Врач строго сдвинул брови, в упор глядя на техника. Тот забегал глазами по сторонам.
— Тогда… возможно, брак… Хотя я испытывал этот прибор, делал пробные снимки… Придется повторить. Отладить аппарат.
Билал, который нервно вышагивал у полуоткрытой двери, взорвался:
— Вы медицинский работник или коновал?! Если вам нужны контрольные снимки, привлекайте здоровых людей. Больному требуется точный диагноз, а не ваши отладки. Не так уж безопасны эти многократные просвечивания.
— Вытерплю еще разок, — примирительно сказал я.
Снова мою кровать толкали вкривь и вкось. И лишь когда аппарат с хоботом увезли, Билал и Халима водрузили ее на прежнее место.
Билал немного смущенно объяснил причину своей несдержанности:
— Я работаю сейчас в лаборатории профессора Габибзаде, мы заняты изучением интенсивности лучевых вспышек. Устанавливаем порог безопасности. Профессор твердит, что при подходе к радиационному излучению надо менять прежде всего психологию. Человек привык замечать опасность лишь при наглядных ее проявлениях: огонь, ожог, грохот, боль. Радиация невидима и коварна: у нее ни цвета, ни запаха. Малосведущему человеку легко обмануться. А последствия необратимы. Профессор до сих пор не может себе простить, что однажды увлекся и подверг себя облучению. Практически он здоров, но полностью лишился волос.
Я с беспокойством переспросил:
— Значит, я тоже облысею?
— Вовсе нет. В медицинском обиходе дозы ничтожны, они становятся заметны только при постоянном и длительном облучении.
— А ты, Билал? Неужто не боишься лишиться шевелюры?
— Если мне удастся хоть что-нибудь сделать в науке, набрести на самое малюсенькое открытие в этой новой, таинственной области, я готов стать плешивым, смириться с тем, что мой череп будет гладким как колено!
— Спешишь превратиться в подопытного кролика? — хихикнула Халима.
— Стремлюсь стать слугой и жрецом науки. Посчитаю жребий счастливым, если к тридцати пяти годам достигну того же, что и профессор Габибзаде. Наш век — век гигантского испытания сил природы и зрелости человечества! Если мы выйдем из этого испытания с честью, это будет означать, что разум людей поистине безграничен!
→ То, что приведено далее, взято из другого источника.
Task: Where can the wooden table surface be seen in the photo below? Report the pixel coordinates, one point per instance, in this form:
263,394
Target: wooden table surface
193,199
— Правильно, Билал! — воскликнул я. — Смелая юность не пасует перед бурями века. Она кидается им навстречу и побеждает. Только так решаются судьбы мира. — Я бросил лукавый взгляд на Халиму: — Может быть, и девушки скоро научатся ценить в мужчинах не бравые ухватки, а умные головы?
Халима в замешательстве надорвала бумажную заклейку у банки, посыпала простоквашу сахарным песком и поднесла ложку к моему рту.
— Не так уж девушки суетны, как ты воображаешь, — с досадой возразила она. — Я сочту за гордость всю жизнь толкать твое инвалидное кресло.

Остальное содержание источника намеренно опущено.